Understanding the source code of a malicious email

Posted by Riccardo Alfieri on 29 Sep 2020

When an end-user views an email, it isn't always apparent if it's malicious or not. However, if you look at the email's source code, a wealth of information is revealed. By applying specific DNSBLs (blocklists) to a particular element of this source code, you can filter email with great success. But, before we discuss blocklists, you need to understand the anatomy of an email...
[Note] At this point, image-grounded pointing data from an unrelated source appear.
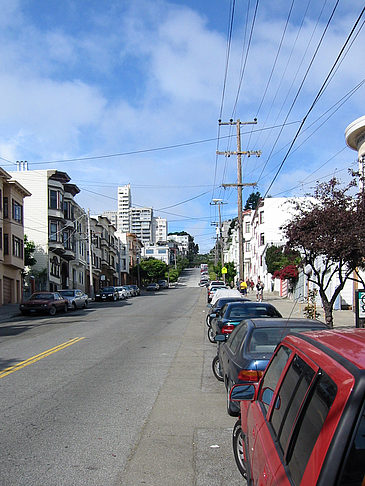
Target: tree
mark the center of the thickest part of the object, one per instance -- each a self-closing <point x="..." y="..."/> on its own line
<point x="329" y="232"/>
<point x="29" y="249"/>
<point x="253" y="200"/>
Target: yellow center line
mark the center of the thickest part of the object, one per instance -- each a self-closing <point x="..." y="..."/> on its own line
<point x="38" y="357"/>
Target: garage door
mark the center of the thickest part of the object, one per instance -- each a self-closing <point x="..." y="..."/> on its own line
<point x="7" y="284"/>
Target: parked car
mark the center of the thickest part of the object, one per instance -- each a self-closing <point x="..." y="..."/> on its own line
<point x="107" y="293"/>
<point x="136" y="289"/>
<point x="217" y="306"/>
<point x="304" y="422"/>
<point x="212" y="290"/>
<point x="248" y="349"/>
<point x="152" y="287"/>
<point x="233" y="313"/>
<point x="163" y="284"/>
<point x="122" y="293"/>
<point x="76" y="298"/>
<point x="44" y="302"/>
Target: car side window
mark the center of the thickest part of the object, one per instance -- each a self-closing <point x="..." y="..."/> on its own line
<point x="236" y="339"/>
<point x="290" y="398"/>
<point x="272" y="376"/>
<point x="309" y="425"/>
<point x="354" y="474"/>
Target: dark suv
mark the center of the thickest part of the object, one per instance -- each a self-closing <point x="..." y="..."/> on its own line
<point x="304" y="422"/>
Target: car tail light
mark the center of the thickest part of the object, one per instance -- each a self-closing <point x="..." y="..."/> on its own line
<point x="250" y="375"/>
<point x="227" y="328"/>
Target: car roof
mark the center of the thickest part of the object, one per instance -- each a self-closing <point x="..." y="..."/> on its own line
<point x="346" y="343"/>
<point x="283" y="322"/>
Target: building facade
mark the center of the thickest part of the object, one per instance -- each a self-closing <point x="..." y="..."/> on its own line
<point x="12" y="195"/>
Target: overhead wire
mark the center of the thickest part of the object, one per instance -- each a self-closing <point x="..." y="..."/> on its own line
<point x="319" y="94"/>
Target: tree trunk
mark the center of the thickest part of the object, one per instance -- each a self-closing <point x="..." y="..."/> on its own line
<point x="328" y="309"/>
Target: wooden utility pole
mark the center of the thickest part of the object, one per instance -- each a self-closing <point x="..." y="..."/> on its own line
<point x="239" y="185"/>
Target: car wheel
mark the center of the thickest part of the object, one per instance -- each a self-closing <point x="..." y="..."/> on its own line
<point x="217" y="370"/>
<point x="52" y="310"/>
<point x="232" y="407"/>
<point x="239" y="449"/>
<point x="211" y="335"/>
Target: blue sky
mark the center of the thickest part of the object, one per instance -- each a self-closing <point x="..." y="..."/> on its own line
<point x="132" y="91"/>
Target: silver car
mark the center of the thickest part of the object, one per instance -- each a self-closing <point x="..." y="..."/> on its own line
<point x="76" y="299"/>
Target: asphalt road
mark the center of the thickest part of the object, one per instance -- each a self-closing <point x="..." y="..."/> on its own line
<point x="83" y="396"/>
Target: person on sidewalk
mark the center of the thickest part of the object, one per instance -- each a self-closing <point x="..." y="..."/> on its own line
<point x="259" y="290"/>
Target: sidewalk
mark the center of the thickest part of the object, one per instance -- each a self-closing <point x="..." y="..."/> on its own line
<point x="290" y="308"/>
<point x="8" y="311"/>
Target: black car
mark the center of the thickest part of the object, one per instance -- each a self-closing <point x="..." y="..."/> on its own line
<point x="107" y="293"/>
<point x="218" y="304"/>
<point x="248" y="349"/>
<point x="232" y="314"/>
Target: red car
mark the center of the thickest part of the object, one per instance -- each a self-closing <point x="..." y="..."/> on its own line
<point x="44" y="302"/>
<point x="304" y="422"/>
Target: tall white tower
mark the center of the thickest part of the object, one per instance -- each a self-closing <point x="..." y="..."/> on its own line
<point x="355" y="139"/>
<point x="124" y="208"/>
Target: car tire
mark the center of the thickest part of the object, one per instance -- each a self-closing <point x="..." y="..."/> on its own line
<point x="217" y="370"/>
<point x="211" y="335"/>
<point x="232" y="408"/>
<point x="239" y="448"/>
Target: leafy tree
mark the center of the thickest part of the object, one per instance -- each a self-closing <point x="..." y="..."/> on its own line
<point x="29" y="249"/>
<point x="253" y="200"/>
<point x="329" y="232"/>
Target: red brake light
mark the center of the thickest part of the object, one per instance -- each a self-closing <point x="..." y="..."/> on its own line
<point x="250" y="375"/>
<point x="227" y="329"/>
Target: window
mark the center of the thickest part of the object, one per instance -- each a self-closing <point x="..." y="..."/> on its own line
<point x="354" y="467"/>
<point x="53" y="231"/>
<point x="53" y="199"/>
<point x="291" y="395"/>
<point x="6" y="207"/>
<point x="17" y="211"/>
<point x="272" y="376"/>
<point x="6" y="244"/>
<point x="309" y="425"/>
<point x="237" y="337"/>
<point x="17" y="247"/>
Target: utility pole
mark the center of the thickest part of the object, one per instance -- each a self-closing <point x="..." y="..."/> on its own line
<point x="90" y="255"/>
<point x="219" y="202"/>
<point x="239" y="185"/>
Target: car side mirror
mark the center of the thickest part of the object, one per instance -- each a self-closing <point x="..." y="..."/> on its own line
<point x="242" y="392"/>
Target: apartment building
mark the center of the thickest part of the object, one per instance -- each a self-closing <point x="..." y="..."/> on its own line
<point x="50" y="221"/>
<point x="159" y="229"/>
<point x="124" y="206"/>
<point x="12" y="195"/>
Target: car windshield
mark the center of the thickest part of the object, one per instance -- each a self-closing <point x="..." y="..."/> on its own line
<point x="66" y="293"/>
<point x="266" y="339"/>
<point x="251" y="310"/>
<point x="42" y="297"/>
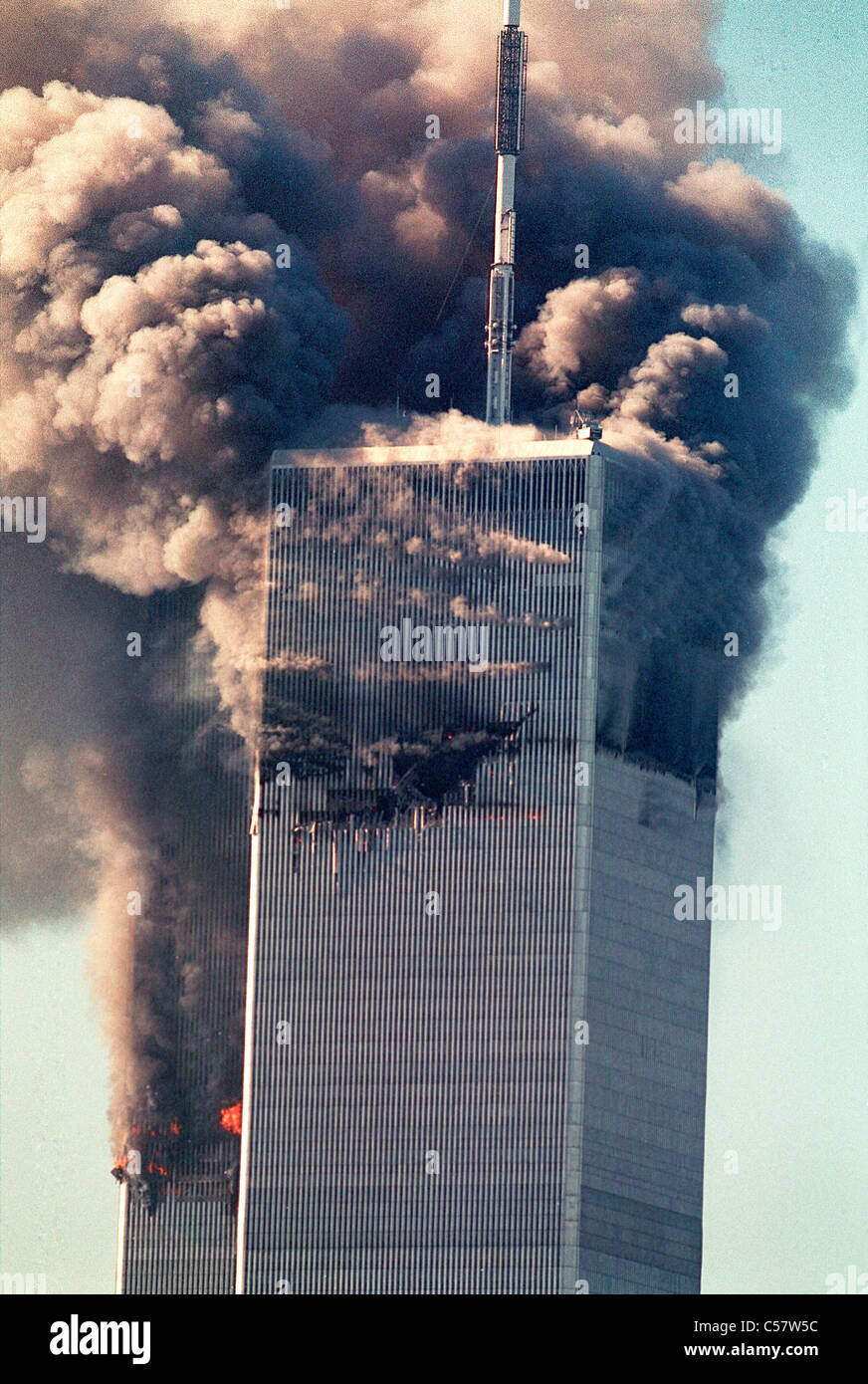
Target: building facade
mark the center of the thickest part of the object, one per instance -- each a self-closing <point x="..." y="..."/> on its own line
<point x="475" y="1033"/>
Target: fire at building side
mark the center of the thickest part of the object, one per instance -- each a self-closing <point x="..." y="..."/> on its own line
<point x="439" y="1030"/>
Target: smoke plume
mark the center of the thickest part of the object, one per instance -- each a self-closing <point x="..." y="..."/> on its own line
<point x="229" y="229"/>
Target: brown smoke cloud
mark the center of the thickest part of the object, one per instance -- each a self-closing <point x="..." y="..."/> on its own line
<point x="226" y="230"/>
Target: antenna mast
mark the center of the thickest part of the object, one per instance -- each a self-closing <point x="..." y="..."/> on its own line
<point x="509" y="140"/>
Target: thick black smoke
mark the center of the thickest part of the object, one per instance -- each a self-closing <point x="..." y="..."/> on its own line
<point x="226" y="231"/>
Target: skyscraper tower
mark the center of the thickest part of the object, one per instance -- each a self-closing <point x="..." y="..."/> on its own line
<point x="509" y="140"/>
<point x="475" y="1030"/>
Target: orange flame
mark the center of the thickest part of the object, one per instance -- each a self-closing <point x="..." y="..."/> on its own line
<point x="230" y="1118"/>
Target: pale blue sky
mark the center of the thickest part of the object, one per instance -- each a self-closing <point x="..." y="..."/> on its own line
<point x="788" y="1063"/>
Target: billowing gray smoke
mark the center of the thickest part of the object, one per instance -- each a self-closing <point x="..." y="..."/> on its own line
<point x="226" y="229"/>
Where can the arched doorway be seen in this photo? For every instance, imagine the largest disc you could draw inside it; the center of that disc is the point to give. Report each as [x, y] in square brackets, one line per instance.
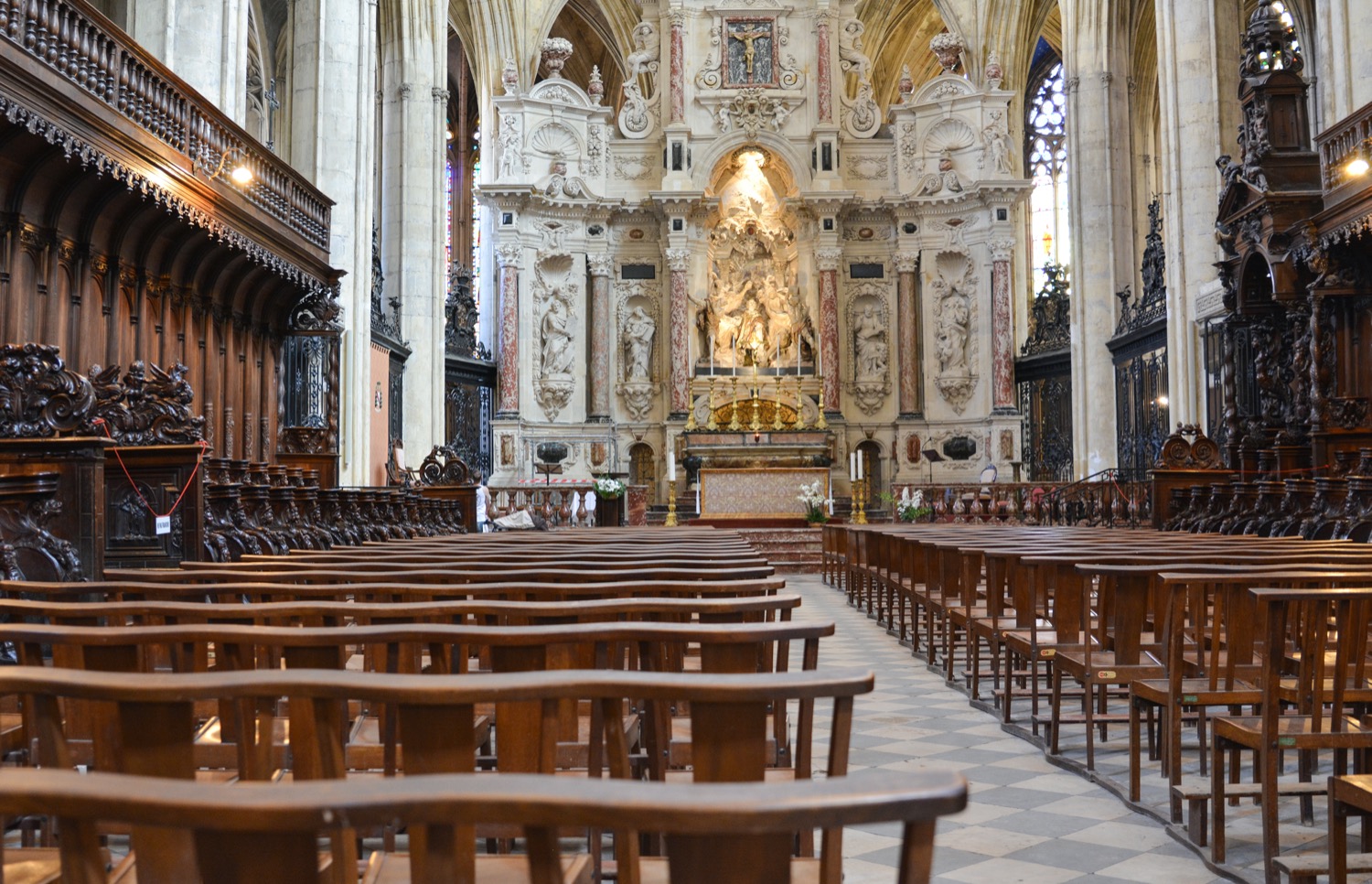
[642, 469]
[870, 452]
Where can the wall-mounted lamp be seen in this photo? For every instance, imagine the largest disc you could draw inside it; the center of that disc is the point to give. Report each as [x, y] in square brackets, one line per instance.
[232, 162]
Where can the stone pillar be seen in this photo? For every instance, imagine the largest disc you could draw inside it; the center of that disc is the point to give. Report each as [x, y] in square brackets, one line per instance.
[1102, 238]
[823, 73]
[678, 69]
[1003, 400]
[413, 52]
[211, 59]
[911, 349]
[600, 382]
[678, 261]
[1198, 84]
[332, 125]
[828, 264]
[507, 350]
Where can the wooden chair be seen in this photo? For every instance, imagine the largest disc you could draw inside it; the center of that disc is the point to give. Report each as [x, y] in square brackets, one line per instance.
[1323, 634]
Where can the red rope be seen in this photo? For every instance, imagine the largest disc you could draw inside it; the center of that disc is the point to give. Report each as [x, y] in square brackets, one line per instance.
[205, 447]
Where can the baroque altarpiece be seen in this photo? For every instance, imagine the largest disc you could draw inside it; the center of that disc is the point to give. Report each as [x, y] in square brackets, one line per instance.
[754, 244]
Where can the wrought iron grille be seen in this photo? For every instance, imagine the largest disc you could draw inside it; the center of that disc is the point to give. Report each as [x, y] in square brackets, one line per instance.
[1045, 405]
[306, 370]
[469, 394]
[1141, 411]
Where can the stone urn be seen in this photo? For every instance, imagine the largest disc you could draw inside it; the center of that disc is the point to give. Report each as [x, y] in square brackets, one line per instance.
[993, 73]
[906, 84]
[595, 90]
[556, 51]
[947, 47]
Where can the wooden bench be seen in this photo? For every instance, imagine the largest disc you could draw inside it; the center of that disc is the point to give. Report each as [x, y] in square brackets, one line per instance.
[716, 834]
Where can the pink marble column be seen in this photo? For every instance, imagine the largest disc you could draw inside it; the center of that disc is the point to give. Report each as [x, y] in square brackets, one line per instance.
[826, 98]
[508, 258]
[828, 263]
[1002, 334]
[911, 351]
[677, 263]
[678, 69]
[600, 383]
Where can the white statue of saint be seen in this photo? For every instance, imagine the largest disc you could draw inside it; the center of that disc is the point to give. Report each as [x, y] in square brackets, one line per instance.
[638, 345]
[870, 346]
[557, 340]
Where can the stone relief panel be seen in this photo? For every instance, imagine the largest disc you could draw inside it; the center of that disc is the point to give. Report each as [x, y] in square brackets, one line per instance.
[955, 329]
[638, 318]
[869, 354]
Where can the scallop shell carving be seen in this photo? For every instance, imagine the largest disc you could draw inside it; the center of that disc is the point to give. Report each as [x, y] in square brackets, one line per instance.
[949, 135]
[554, 139]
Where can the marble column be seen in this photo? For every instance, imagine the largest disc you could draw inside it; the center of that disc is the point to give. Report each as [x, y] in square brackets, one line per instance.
[331, 142]
[828, 265]
[508, 258]
[1003, 400]
[911, 351]
[413, 54]
[1198, 82]
[600, 269]
[823, 73]
[211, 59]
[1102, 238]
[678, 69]
[678, 261]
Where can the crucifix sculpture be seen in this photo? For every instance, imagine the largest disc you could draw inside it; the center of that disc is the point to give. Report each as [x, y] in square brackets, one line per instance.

An email as it looks to an end-user

Let’s put some context around the difference between the information that an end-user sees when viewing a malicious email and the actual data contained within the source code. Firstly, take a look at the email below:

Figure 1 | End-user view of an email

Above is a typical example of how a spam email displays via end-user client software, such as Apple Mail or Outlook.

In the rendering of this email, some elements of the email content may start to ring some warning bells, i.e., an HTML link, a bitcoin address and an attachment. Unfortunately, to a casual user, these elements will probably seem benign.

This is exactly what cybercriminals are counting on. They want to exploit how an email appears to the average end-user, keeping elements hidden that could point to the potentially dangerous nature of the email.

To see what an email really contains, we have to unpack it and look at the “source code” or “raw code,” viewing the email header and email content.

An example of email source code

Take a deep breath – there is a considerable amount of information contained within email source code. However, we will explain it all, hopefully without boring you to death (or at least that’s the plan!)

Below is the same email as pictured above, only in “raw” format. It illustrates what information is seen and recorded by internet servers as they send and deliver email messages.

Email source code elements explained

The Received Chain

Think of the “Received” chain as a paper trail of all the servers that have handled your email, including your mail server. The reading order is “final connection/most recent” at the top, and the preceding connections are listed in reverse order, culminating with the “originating computer/oldest” at the bottom.

These are vital elements because they include all the IP addresses of the email servers that have handled your email and information like the HELO string and reverse DNS (rDNS[1]) of the IPs.

“HELO“ is a required element in a Simple Mail Transfer Protocol (SMTP) transaction. It is similar to the greeting that a postman might give to a colleague when handling over postal mail: “Hello, I am John from The Postal Service, and I have mail for someone on your route.”

Let’s take a deeper dive into our example email’s received chain, starting at the top and reading down:

Received Chain C – The most recent received line:

This is the most recent and most trusted “Received” line because the recipient’s mail server has registered it; therefore, it’s guaranteed not to have been tampered with.

In an attempt to confuse anti-spam systems, miscreants will sometimes try to scramble the “Received” line chain. With this in mind, you should pay particular attention to the subsequent “Received Lines” following on from this most trusted one.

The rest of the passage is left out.